9. The electric adapter system as claimed in claim 8, wherein the connector comprises a plurality of additional second terminals, the second end connection device comprising a plurality of additional first terminals that are respectively engageable with the additional second terminals when the connector mates the second end connection device, and wherein the switching means is arranged in the connector and is selectively connected to the voltage selection lines via the additional second terminals and the additional first terminals.

10. The electric adapter system as claimed in claim 8, wherein the switching means is arranged in the casing of the adapter for selectively connecting the terminal of one of the voltage selection lines to the additional first terminal that engages the additional second terminal in connection with the second negative power terminal of the connector.

11. The electric adapter system as claimed in claim 8, wherein the feedback circuit comprises first and second voltage dividing resistors connected in series between the first positive and negative power terminals of the second end connection device, a connection point between the first and second voltage dividing resistors being connected to the feedback signal line, a plurality of resistors each comprised of the corresponding voltage selection line and having a first end connected to the connection point and a second end connected to the terminal of the voltage selection line.

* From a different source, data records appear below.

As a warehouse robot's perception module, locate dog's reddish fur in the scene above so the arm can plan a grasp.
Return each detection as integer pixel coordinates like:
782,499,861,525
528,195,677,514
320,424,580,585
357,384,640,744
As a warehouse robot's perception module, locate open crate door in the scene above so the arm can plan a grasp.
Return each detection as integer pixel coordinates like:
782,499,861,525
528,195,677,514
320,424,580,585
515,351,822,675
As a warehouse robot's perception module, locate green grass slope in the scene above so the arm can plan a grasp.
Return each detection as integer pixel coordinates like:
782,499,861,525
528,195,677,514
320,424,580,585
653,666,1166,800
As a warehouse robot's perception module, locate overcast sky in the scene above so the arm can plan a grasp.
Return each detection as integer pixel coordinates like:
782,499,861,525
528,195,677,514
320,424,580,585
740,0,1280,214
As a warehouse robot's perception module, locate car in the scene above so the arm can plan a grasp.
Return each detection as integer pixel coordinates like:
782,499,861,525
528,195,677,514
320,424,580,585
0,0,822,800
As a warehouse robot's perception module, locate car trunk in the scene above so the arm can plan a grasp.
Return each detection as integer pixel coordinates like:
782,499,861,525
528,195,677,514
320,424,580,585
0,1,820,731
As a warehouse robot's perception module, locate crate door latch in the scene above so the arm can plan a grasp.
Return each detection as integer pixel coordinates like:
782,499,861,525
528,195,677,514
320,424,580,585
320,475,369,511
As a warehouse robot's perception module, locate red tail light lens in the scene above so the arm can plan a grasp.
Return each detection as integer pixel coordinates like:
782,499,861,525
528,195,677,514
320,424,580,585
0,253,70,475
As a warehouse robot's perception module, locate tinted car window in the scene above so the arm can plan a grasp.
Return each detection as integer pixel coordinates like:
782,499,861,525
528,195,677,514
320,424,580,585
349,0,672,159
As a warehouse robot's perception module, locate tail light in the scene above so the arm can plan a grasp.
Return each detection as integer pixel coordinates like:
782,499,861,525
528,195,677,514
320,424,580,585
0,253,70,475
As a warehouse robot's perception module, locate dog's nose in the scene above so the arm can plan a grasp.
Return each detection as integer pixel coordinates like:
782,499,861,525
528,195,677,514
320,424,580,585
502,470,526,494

12. The electric adapter system as claimed in claim 8 wherein the voltage conversion means comprises a device for converting a direct current input having a first voltage level to a direct current output having a second voltage level that is greater than the first voltage level.

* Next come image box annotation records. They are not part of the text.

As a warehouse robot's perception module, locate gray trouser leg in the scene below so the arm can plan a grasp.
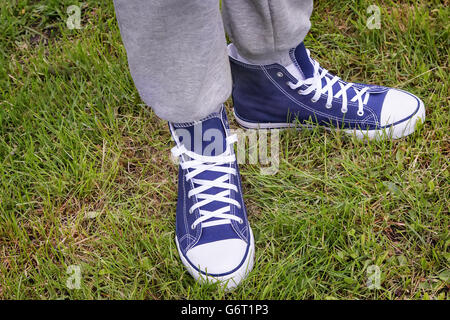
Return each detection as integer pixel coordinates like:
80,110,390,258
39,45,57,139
114,0,312,122
222,0,313,65
114,0,231,122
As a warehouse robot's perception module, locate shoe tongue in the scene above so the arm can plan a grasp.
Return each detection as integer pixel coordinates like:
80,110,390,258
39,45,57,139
174,117,226,156
173,110,237,236
294,42,314,79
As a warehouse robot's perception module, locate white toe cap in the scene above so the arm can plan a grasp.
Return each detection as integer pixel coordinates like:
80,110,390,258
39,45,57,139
186,239,247,275
380,89,419,126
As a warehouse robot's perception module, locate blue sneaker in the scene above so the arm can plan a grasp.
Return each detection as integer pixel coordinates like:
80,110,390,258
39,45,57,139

13. The electric adapter system as claimed in claim 8, wherein the circuit arranged inside the casing further comprises an overload protection circuit comprising:

a current detection resistor connected between the output voltage of the voltage level control means and the first positive power terminal; and

a differential amplifier having two inputs connected on opposite sides of the current detection resistor and an output connected to the feedback terminal of the voltage conversion means; whereby when an excessive current is detected by the current detection resistor, a signal is applied to the feedback terminal of the voltage conversion means to limit current level of the output voltage.

14. The electric adapter system as claimed in claim 8, wherein the adapter further comprises a power saving circuit comprising a manual switch for selectively and manually cutting off the output voltage.